By Alexandra McDaniel, veterinary adviser, Boehringer Ingelheim Animal Health
Innovation and Marek’s disease (MD) control have gone hand in hand since the development of the first MD vaccine in the late 1960s. This was a breakthrough, not only for avian research in terms of controlling MD but also for cancer research, as it was the first vaccine to be developed to control a neoplastic disease. Prior to this, poultry keepers could see more than 90% morbidity and mortality in their flocks during an MD outbreak.
The ever-evolving nature of the MD virus, in terms of virulence and the ability to break through previously protective levels of immunity, is a well-documented and acknowledged event in the history of this disease worldwide.
Research and development in the area of MD vaccines has evolved alongside this pattern over the decades. This has resulted in the creation of MD vaccines derived from each of the three MD serotype groups and has included the use of novel vaccine development, for example in the form of vector vaccines.
Virulence versus vaccine
Up until now, the most recent development in the field of MD vaccination occurred in the 1970s when a CVI1988 (Rispens) serotype-1 vaccine was discovered and developed and used to protect against the increasingly virulent strains of MD. However, given the well documented ability of this remarkably resourceful virus to evolve, the question is whether the global poultry industry is ready for the next battle of virulence versus vaccine?
Innovation is inherent in vaccine development, especially for a virus that is ever evolving. The next generation of Marek’s disease vaccines involves the creation of a chimeric or hybrid vaccine strain RN1250, as contained in Prevexxion RN. Chimeric vaccines are produced by substituting genes from the target pathogen for similar genes in a safe, but closely related organism. This is a brand-new innovative design concept in the field of MD vaccines and this wider concept of chimeric vaccines has already shown promise in the development of potential vaccines for human diseases such as Yellow Fever and Dengue Fever.
The creation of Prevexxion RN is innovative in terms of unprecedented engineering of vaccine virus design in two fundamental ways. Firstly, due to its chimeric structure and secondly the involvement of LTR inserts in its genome (genetic material).
The new RN1250 Prevexxion RN strain has been created by taking the best traits from three different existing strains of MD virus and combining them to create the first hybrid vaccine virus against MD to give wider protection in the field against very virulent MD.

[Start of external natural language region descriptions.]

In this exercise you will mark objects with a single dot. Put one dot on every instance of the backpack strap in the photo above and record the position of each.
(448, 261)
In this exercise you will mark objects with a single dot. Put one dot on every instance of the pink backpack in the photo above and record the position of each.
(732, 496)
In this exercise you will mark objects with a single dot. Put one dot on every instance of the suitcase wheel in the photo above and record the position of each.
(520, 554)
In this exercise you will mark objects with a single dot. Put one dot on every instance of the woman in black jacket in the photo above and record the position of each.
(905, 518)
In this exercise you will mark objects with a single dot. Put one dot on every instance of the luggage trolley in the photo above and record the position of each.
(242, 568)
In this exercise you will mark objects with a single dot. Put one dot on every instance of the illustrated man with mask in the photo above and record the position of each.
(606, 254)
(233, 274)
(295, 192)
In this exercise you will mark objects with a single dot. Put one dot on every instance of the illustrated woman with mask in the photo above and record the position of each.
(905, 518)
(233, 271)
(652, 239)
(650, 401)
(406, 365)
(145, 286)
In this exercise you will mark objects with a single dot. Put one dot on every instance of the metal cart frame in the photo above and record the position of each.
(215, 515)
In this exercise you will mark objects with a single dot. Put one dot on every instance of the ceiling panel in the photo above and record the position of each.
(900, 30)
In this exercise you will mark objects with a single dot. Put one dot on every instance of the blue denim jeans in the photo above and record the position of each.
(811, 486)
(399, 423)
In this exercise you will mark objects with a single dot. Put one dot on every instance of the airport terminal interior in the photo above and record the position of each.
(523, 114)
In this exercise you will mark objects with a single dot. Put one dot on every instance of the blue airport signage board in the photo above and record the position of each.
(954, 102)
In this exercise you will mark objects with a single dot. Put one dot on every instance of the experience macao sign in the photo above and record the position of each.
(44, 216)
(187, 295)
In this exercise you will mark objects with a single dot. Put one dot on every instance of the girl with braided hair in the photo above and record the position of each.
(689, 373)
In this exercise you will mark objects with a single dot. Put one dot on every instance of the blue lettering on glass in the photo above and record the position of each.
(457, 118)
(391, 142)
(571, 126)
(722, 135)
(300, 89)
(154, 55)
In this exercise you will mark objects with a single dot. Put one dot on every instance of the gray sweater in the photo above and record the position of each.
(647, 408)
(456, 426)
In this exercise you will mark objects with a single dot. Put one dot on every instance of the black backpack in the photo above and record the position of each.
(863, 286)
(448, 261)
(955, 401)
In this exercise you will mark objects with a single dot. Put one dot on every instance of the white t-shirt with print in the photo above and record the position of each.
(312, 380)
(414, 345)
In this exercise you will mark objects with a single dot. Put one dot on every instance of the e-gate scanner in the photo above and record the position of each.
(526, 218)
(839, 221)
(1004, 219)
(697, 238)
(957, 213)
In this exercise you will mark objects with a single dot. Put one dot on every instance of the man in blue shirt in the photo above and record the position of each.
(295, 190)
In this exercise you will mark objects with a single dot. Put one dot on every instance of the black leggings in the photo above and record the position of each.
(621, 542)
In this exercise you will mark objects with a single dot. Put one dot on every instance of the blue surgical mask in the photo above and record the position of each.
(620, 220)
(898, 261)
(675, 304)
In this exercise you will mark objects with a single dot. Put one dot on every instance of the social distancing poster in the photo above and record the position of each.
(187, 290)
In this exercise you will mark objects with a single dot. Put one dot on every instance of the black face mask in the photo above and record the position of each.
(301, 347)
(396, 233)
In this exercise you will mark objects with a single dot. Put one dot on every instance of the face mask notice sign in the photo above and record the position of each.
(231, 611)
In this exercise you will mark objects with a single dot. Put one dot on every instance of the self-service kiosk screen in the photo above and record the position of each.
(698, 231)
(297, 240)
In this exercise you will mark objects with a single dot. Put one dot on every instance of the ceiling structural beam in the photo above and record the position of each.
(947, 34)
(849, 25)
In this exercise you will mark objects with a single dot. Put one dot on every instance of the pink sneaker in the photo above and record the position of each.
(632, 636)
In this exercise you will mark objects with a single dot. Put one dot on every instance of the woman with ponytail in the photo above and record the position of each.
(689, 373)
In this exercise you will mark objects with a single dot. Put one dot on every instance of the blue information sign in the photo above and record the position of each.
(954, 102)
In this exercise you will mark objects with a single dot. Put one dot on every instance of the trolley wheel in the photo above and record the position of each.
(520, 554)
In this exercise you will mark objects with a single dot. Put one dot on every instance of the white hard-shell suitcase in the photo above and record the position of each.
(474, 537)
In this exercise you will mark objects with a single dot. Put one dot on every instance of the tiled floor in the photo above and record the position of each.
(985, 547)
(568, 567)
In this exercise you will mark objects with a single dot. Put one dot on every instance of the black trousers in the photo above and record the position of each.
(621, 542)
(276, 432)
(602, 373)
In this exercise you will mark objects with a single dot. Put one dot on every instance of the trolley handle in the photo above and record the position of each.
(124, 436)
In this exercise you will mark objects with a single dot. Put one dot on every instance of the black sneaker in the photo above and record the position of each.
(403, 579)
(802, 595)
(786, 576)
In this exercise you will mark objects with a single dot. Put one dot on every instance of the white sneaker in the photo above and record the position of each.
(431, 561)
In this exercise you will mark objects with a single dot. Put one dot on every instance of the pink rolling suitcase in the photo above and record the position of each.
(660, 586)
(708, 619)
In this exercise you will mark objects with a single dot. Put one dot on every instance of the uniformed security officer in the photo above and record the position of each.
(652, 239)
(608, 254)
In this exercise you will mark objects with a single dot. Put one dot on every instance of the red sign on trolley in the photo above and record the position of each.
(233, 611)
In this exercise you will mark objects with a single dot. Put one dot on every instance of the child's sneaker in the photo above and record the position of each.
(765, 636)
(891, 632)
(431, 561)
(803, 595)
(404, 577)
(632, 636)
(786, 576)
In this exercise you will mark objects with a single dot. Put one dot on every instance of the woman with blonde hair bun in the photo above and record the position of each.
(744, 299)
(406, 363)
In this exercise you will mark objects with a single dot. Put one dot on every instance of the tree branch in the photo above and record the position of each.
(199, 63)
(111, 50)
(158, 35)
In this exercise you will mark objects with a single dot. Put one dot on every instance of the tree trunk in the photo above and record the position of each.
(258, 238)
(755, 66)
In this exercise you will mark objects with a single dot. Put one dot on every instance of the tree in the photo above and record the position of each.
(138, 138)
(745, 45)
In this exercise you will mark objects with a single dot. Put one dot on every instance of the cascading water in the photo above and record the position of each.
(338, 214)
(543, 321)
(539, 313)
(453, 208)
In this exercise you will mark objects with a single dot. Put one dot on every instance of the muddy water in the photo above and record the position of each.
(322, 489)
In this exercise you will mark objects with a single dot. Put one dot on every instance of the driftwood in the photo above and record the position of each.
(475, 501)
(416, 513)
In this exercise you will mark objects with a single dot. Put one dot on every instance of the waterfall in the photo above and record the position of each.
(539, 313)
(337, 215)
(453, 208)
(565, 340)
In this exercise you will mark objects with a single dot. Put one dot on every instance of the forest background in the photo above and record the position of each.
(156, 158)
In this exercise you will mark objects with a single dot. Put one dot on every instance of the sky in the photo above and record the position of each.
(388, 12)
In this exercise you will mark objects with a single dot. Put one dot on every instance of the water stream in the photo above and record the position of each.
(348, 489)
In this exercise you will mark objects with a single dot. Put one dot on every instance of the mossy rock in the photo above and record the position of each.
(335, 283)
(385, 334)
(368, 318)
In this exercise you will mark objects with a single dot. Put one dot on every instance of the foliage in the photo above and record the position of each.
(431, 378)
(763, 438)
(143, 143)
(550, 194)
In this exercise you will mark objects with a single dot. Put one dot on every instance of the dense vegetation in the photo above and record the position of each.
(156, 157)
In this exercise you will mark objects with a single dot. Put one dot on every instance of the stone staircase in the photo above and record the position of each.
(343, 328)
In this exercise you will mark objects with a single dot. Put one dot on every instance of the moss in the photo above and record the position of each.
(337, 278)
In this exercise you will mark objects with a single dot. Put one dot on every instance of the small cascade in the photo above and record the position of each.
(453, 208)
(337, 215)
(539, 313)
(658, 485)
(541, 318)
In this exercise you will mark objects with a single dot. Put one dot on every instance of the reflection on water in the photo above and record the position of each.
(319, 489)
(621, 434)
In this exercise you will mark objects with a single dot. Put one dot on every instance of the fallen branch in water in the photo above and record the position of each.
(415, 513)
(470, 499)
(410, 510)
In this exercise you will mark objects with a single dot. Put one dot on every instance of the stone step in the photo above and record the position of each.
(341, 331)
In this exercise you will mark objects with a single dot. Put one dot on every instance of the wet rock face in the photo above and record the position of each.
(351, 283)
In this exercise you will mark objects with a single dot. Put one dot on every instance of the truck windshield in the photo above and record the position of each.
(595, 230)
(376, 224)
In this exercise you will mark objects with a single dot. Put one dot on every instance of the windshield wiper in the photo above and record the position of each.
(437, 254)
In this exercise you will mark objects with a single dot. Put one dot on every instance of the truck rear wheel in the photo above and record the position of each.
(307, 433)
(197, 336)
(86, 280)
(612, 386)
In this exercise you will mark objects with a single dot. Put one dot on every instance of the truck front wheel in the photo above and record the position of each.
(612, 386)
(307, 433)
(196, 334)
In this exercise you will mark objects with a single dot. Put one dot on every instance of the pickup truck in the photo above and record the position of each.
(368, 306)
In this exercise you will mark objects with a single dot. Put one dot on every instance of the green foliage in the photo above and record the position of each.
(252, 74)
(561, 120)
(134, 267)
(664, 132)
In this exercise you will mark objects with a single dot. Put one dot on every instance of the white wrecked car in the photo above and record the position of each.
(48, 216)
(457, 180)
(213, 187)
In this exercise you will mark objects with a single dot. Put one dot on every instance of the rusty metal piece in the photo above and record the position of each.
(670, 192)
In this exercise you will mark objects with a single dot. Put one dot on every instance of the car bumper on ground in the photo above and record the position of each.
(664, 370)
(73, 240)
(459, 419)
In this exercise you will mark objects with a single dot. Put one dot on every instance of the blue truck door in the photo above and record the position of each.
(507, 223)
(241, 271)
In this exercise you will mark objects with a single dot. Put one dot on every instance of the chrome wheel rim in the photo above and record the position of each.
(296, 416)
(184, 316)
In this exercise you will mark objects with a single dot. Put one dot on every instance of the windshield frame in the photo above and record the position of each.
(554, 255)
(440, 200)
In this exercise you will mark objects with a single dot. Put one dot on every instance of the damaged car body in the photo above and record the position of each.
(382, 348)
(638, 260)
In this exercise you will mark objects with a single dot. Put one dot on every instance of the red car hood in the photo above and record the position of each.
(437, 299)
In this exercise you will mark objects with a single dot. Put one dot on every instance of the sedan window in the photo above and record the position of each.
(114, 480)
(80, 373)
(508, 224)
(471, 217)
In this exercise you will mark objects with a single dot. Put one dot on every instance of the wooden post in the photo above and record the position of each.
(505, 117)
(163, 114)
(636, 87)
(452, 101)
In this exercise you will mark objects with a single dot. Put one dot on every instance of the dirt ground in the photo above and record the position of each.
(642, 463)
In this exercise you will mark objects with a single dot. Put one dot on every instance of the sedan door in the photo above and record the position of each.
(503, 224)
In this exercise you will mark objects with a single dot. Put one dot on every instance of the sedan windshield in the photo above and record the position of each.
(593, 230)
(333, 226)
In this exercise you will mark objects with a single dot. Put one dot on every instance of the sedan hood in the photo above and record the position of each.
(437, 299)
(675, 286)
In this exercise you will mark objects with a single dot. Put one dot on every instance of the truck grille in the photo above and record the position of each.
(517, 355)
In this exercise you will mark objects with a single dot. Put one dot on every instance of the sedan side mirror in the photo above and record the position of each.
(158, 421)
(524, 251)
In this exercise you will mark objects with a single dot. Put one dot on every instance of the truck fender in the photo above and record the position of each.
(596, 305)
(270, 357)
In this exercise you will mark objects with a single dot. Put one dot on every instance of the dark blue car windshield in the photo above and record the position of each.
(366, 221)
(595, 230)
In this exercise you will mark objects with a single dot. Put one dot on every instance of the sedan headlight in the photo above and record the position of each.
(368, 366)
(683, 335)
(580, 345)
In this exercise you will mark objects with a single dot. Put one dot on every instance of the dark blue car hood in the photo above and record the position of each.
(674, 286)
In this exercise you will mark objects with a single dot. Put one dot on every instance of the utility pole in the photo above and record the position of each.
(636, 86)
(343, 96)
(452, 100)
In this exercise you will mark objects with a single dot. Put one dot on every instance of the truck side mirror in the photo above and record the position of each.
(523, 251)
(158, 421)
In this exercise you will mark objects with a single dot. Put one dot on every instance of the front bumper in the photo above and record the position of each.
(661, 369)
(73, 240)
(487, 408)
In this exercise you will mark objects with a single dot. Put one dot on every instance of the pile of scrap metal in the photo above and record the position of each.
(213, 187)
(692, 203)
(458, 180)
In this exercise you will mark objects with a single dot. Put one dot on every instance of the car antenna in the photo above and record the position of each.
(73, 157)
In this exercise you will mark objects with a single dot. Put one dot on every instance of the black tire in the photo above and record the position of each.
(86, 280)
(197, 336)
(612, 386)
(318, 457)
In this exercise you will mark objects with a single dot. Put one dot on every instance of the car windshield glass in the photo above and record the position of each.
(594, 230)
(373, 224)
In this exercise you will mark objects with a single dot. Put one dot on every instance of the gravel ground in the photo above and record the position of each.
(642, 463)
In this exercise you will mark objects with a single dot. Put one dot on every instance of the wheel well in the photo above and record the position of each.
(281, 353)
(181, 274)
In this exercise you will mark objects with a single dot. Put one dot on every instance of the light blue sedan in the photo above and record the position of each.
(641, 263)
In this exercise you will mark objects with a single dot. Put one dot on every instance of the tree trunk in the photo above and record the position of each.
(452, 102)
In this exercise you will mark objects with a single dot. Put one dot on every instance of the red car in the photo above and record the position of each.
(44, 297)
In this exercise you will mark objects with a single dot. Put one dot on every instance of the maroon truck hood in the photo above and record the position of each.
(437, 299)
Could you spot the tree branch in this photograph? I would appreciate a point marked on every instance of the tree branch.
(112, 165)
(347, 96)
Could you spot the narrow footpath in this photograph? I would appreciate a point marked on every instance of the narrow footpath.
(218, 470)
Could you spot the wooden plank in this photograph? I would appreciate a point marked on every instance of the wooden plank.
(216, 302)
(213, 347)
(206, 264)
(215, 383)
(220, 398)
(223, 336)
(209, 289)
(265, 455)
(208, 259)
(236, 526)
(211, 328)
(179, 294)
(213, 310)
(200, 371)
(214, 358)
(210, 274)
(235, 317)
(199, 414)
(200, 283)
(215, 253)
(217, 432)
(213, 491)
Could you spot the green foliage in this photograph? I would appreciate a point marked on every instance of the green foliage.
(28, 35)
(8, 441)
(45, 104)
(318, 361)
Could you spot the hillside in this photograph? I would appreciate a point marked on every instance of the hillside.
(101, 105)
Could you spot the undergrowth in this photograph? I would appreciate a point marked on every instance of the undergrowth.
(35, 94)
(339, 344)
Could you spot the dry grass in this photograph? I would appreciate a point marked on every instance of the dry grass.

LTR (Long Terminal Repeat) insertion as the method of attenuation:
The second area of innovation is in the way this vaccine virus has been attenuated (attenuation is a way of altering the vaccine virus so it doesn’t harm the host but can still trigger immunity). Classic MD serotype 1 vaccines are developed by attenuating low virulence strains through several passages of cell cultures. Whilst each passage reduces the ability of the vaccine to actually cause disease in the birds, it also has the potential to decrease efficacy. LTRs are naturally occurring parts of the genome sequence found in many different viruses that can result in the natural attenuation of a virus, without the need to passage through cell culture. Viruses can naturally exchange and insert LTRs. Advancement in vaccine creation technology has harnessed the naturally occurring LTR insertion process and used it in the process of attenuation of the new RN1250 vaccine strain.
These two innovations give Prevexxion RN the ability to provide protection against very virulent MD in a way that safeguards bird health without compromising on vaccine efficacy and therefore protection.